Significantly, this project is unique and a first-of-its-kind from India to be registered with the United Nations Framework Convention on Climate Change (UNFCCC). In the CDM process, projects are first registered in a central registry which verifies the technologies being used and validates the claim of emission reductions. Once the project is validated, the stream of carbon emission reductions (CERs) can be sold by the parties making the carbon emission reductions, and are purchased by parties that have been identified with the responsibility of reducing emissions. In the Kyoto protocol, the latter companies could postpone moving to more environmentally friendly technologies by buying out carbon credits in the interim.

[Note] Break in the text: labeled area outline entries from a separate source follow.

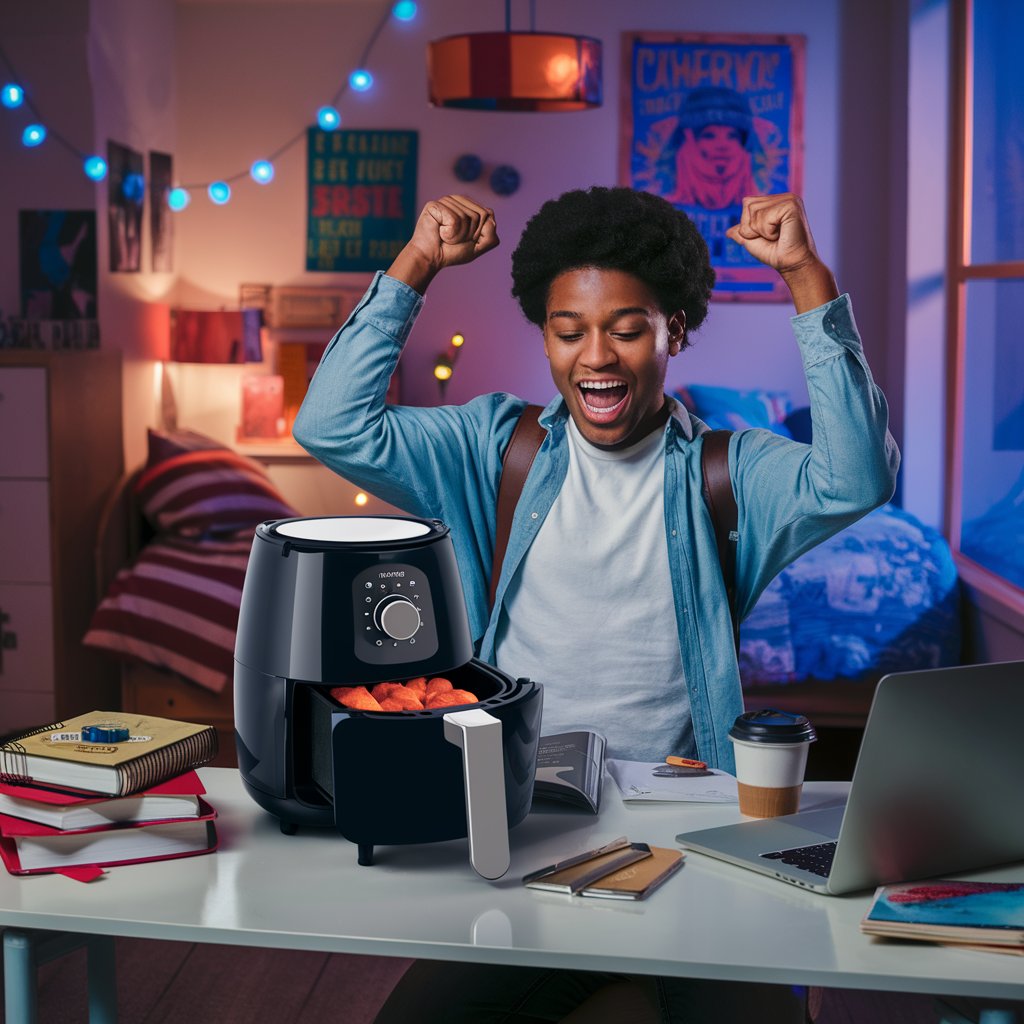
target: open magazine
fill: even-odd
[[[534,796],[597,814],[604,779],[604,736],[590,729],[541,736]]]

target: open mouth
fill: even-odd
[[[630,393],[625,381],[581,381],[577,388],[588,418],[602,423],[618,415]]]

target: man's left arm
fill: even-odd
[[[734,435],[740,614],[790,562],[892,497],[899,452],[871,378],[848,296],[820,260],[795,196],[744,201],[730,236],[774,266],[793,295],[794,330],[810,397],[813,440]]]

The CDM is therefore a market intervention whereby environmentally friendly projects can trade their reductions with companies that need to reduce but are unable to transform fast enough.
About the project
The proposed project activity is an aggregation of solar water heater (SWH) installation at household, commercial, institutional and industrial facilities to cater to the low-temperature hot water requirement. The project is based on the principle of the utilisation of renewable energy (solar radiation received on the earth’s surface) to heat up ambient water to suffice the low-temperature hot water requirement. The installation of SWH will substitute the usage of electrical heaters used/to be used as the baseline options. The project will result in:
Enhancing the Penetration of Solar Water heaters: There are substantial barriers to Solar Water heater Technology that is preventing its penetration or diffusion. Among the most pervasive barriers preventing the diffusion are related to high upfront investment, nonsupportive public policy framework, weak institution, lack of promotion, and technological failure1. The purpose of the project activity is to introduce carbon finance as a vehicle towards providing incentives necessary to enhance the penetration of the SWH system. Reducing Greenhouse gas emission and abate environmental pollution by refraining from the use of electric energy for water heating. Electrical Energy conservation thereby resulting in the conservation of primary energy sources (fossil fuel). Enhance the investment environment for the solar thermal market
The solar water heater project is one more example of how Basix’s business model is markedly different from other microfinance institutions. Instead of merely doling out small loans to the poor, Basix is engaged in livelihood promotion and financial inclusion of the poor of India, who have no recourse to bank credit. The 2.5 million euro windfall will certainly go a long way in livelihood promotion across villages in Maharashtra, Gujarat, and Karnataka.